Chalcone isomerase (CHI) is also called as chalcone-flavone isomerase because it participates in flavonoid biosynthesis (Moustafa and Wong, 1967). Morita et al.(2014) isolated a chalcone isomerase like (CHIL) enzyme from morning glory. Although CHIL lacks the CHI activity, CHIL-mediated flavonoid production was confirmed in various plants in their study. Moreover, it was claimed that the CHIL had evolved from fatty-acid binding protein (Nagaki, 2012). It was proposed that CHIL interacts with CHS and CHI to serve as an activator of them in Arabidopsis thaliana (Jiang et al., 2015). Of the three CHI identified in our study, DN21482 c1g1 was CHI, but DN14290 c0g1 and DN21282 c0g4 were identified as CHIL in blast analysis. However, but the DN14290 c0g1 and DN21282 c0g4 showed very close relationship with chalcone-flavone isomerase or chalcone isomerase of Cynara cardunculus (Fig. 4). Thus, sequence similarity analysis was conducted with the CHIL of C. setidens and CHI C. cardunculus (Fig. 5) and the results showed very high similarity in sequences except of the variable regions in N-terminal or C-terminal regions. Thus, annotation of CHI and CHIL are unequivocal, which might be limit in large scale annotation in genomics without biochemical verification.
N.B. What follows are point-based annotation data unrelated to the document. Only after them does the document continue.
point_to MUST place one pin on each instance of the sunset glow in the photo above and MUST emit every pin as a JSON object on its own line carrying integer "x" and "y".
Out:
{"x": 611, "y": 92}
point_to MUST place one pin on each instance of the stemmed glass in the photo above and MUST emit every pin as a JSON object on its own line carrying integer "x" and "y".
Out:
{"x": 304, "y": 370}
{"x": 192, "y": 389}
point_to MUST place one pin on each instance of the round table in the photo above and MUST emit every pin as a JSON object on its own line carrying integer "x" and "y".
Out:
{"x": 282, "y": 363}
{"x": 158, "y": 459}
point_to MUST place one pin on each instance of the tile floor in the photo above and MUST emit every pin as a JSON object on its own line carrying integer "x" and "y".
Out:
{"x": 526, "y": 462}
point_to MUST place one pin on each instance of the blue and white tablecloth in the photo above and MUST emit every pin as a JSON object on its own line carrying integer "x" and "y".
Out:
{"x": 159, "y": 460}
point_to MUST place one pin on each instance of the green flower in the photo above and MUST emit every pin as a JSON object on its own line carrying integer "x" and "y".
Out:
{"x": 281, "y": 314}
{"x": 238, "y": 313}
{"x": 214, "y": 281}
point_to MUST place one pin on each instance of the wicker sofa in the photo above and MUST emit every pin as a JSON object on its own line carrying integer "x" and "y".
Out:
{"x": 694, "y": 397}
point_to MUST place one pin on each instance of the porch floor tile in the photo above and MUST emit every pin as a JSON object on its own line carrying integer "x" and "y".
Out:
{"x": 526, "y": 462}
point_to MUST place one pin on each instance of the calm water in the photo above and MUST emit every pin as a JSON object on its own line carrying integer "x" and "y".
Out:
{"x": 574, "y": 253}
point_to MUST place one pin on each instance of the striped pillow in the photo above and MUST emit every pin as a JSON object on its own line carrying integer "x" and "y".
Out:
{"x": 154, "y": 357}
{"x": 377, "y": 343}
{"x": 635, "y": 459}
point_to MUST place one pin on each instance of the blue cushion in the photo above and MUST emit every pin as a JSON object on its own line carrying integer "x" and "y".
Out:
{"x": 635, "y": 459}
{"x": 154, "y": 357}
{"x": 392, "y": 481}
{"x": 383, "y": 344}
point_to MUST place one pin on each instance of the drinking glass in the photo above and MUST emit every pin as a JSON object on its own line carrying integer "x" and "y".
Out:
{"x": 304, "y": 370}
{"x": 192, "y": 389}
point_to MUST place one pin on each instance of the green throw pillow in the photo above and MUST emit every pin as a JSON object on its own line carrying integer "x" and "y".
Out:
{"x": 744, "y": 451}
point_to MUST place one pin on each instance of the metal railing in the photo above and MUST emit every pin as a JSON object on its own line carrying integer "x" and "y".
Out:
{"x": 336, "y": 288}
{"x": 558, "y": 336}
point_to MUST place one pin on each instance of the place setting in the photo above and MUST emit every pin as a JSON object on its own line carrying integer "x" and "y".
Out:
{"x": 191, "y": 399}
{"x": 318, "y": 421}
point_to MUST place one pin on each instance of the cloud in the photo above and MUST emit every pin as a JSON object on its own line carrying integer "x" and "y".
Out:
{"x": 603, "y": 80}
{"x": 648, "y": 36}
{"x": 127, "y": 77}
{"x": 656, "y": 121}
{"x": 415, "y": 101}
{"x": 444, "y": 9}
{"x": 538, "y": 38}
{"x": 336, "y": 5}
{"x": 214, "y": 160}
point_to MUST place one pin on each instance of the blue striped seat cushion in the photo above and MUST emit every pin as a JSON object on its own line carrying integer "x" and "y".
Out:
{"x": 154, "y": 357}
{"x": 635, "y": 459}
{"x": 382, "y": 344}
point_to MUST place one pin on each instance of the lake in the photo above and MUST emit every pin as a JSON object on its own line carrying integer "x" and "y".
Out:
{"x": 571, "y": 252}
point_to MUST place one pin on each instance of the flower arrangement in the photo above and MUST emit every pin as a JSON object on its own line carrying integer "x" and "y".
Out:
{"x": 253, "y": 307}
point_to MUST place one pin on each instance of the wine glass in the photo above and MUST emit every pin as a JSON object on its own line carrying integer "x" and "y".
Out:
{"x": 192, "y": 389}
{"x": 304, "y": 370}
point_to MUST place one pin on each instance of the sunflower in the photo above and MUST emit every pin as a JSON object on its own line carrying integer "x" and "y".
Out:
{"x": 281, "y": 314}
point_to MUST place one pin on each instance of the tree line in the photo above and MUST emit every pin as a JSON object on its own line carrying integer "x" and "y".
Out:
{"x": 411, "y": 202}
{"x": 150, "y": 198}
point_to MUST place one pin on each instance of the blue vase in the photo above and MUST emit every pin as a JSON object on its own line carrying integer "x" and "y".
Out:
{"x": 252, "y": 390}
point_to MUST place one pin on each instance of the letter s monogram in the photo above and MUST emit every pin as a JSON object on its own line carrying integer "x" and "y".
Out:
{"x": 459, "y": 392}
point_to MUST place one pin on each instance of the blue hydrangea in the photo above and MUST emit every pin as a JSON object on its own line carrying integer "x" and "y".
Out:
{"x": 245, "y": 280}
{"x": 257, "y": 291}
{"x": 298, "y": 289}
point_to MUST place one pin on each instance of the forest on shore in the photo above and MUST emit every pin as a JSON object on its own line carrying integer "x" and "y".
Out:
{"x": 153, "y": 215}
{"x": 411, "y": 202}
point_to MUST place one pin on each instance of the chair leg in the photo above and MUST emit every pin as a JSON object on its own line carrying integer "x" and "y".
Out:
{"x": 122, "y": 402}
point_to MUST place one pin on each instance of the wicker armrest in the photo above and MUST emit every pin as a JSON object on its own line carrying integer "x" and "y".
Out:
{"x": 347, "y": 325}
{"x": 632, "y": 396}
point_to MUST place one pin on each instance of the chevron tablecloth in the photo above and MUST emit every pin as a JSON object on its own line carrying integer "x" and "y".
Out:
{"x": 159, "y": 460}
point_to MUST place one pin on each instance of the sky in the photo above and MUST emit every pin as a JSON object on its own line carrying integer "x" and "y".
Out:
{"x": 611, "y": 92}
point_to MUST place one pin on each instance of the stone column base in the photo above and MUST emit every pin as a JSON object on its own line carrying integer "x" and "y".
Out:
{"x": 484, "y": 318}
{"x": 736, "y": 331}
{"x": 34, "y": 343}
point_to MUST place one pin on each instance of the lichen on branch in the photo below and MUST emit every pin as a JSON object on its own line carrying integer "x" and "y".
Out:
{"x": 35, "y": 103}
One notable feature is the high sequence similarity between the proteins of cirsimaritin biosynthesis between C. setidens and C. cardunculus. In functional annotation, the transcriptomes of C. setidens had highest number of sequence matching with the transcriptome of C. cardunculus. In our phylogenetic analysis of CHS and CHI, seven of the eight proteins of C. setidens showed deepest branch clade with the proteins of C. cardunculus. The common name of the C. cardunculus is cardoon and also called as artichoke thistle. It has been used as folk medicine in Mediterranean region since Roman period (Sonnante et al., 2007). It was known that the cardoon contains variety of bioactive compounds including flavonoids such as naringenin and apigenin, (Silva et al., 2022). Both genera Circium and Cynara belong to the family Asteraceae which is one of the large plant family to contain about 10% of all extant angiosperm species with 250,000 ~ 300,000 species (Mandel et al., 2019). The genera Circium and Cynara are in the same subfamily Carduodeae, tribe Cardueae, and subtribe Carduinae (Herrando-Moraira et al., 2019), thus it is not surprising the close phylogenetic relationships between genes from both species.